Another pause; then a growling voice that proclaimed complainingly: "Lord, but I'm tired! All right, Spud; grin, you damned Irishman! But if you had been hauling the Commander all over Alaska to-day and then got ordered out again just as you were set for a good sleep, you'd be sore. What in thunder does he want his ship for to-night, I ask you?"


Chet, crouching still lower in the little retreat, stiffened to attention at the reference to the Commander. So the "big boss" had ordered out his own cruiser again! He listened still more intently to the voice that replied.

"Sure, and it's thankful you sh'u'd be to be holdin' the controls on a fine, big cruiser like that; though, betwixt you and me, 'tis myself that don't envy you your job. Me and my old freighter, we go wallowin' along. And to-night I'm takin' her home for repairs—back to the fact'ry in Rooshia where they made her; and the devil of a job it will be, for she handles with all the grace of a pig in a puddle."

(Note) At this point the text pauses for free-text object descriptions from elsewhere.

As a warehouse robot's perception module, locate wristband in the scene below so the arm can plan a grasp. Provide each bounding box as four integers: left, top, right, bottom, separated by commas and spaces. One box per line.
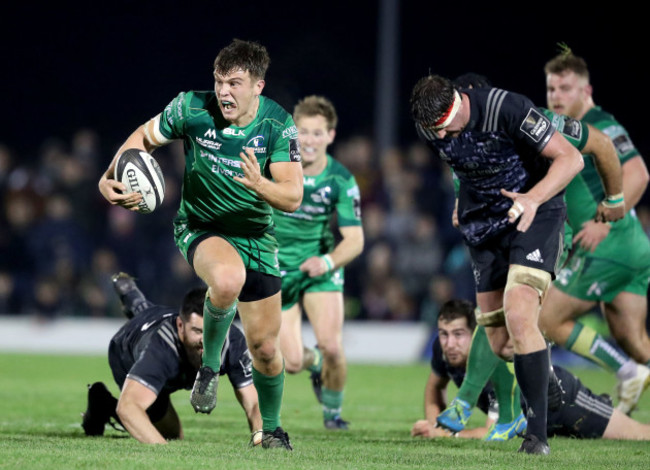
603, 193, 625, 207
320, 255, 334, 272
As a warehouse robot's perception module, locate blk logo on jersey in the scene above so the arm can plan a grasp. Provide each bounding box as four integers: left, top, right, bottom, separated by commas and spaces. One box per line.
221, 127, 246, 137
520, 108, 551, 142
246, 135, 266, 153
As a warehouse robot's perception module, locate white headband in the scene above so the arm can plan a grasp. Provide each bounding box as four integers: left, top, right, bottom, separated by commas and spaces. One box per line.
431, 90, 462, 131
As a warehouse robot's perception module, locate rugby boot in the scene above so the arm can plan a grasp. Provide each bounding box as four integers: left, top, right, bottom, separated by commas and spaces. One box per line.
616, 364, 650, 415
436, 398, 472, 432
518, 434, 551, 455
323, 415, 350, 431
483, 413, 528, 442
262, 426, 293, 450
190, 366, 219, 414
81, 382, 117, 436
111, 272, 150, 319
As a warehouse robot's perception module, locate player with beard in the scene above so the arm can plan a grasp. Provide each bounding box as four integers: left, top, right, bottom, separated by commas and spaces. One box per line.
411, 75, 583, 454
82, 273, 262, 445
273, 95, 364, 430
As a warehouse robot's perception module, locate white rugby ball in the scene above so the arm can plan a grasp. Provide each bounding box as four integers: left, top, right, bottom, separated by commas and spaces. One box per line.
115, 149, 165, 214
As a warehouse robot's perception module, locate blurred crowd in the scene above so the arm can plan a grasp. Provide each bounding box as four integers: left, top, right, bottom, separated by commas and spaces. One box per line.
0, 129, 650, 325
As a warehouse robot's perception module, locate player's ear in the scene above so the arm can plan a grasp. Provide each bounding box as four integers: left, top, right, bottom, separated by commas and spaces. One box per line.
327, 129, 336, 145
253, 80, 266, 96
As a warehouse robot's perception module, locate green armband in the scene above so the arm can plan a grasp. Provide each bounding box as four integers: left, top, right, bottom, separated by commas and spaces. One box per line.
320, 255, 334, 272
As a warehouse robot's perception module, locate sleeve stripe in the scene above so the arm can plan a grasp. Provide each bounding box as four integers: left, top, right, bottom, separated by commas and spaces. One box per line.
144, 114, 171, 147
158, 325, 178, 356
482, 88, 508, 132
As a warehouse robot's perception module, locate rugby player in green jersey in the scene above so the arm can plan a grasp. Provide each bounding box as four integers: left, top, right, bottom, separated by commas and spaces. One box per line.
99, 39, 302, 450
273, 96, 364, 429
437, 94, 624, 441
540, 48, 650, 414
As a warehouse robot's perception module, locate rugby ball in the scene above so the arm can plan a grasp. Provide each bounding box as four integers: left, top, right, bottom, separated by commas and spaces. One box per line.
115, 149, 165, 214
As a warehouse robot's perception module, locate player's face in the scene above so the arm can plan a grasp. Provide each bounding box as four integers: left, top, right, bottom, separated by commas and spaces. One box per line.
438, 318, 472, 367
296, 115, 335, 166
214, 69, 264, 127
546, 72, 591, 119
176, 313, 203, 369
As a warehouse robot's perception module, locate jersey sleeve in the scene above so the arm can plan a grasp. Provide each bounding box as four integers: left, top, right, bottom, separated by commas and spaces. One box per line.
225, 325, 253, 389
159, 92, 190, 139
431, 336, 449, 377
127, 328, 180, 395
498, 92, 555, 153
603, 124, 640, 164
336, 175, 361, 227
270, 115, 301, 163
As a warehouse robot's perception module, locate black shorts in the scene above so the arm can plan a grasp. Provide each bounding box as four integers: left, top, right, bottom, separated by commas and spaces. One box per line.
547, 379, 614, 439
187, 233, 282, 302
108, 341, 170, 423
468, 207, 566, 292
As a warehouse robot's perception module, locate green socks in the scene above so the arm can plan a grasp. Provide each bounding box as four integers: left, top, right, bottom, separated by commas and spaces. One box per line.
564, 322, 628, 372
456, 326, 496, 408
490, 360, 521, 424
322, 387, 343, 420
203, 295, 237, 373
253, 367, 284, 432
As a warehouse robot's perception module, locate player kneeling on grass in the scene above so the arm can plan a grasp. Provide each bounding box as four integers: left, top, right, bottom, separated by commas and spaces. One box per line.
82, 273, 262, 445
411, 300, 650, 441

Chet risked a glance when the sound of heavy footsteps indicated that one of the two speakers had gone on alone to the pilots' gate. Before the huge bulletin board, in pilot's uniform and with the markings of a low-level man on his sleeve, stood the sturdy figure of the man called Spud. He started back at sight of the face peering out at him, but Chet whispered a command, and the man moved closer to the hiding place behind the board.

There were others coming in a laughing group up the walk; daylight tubes illuminated the approach. Chet spoke hurriedly.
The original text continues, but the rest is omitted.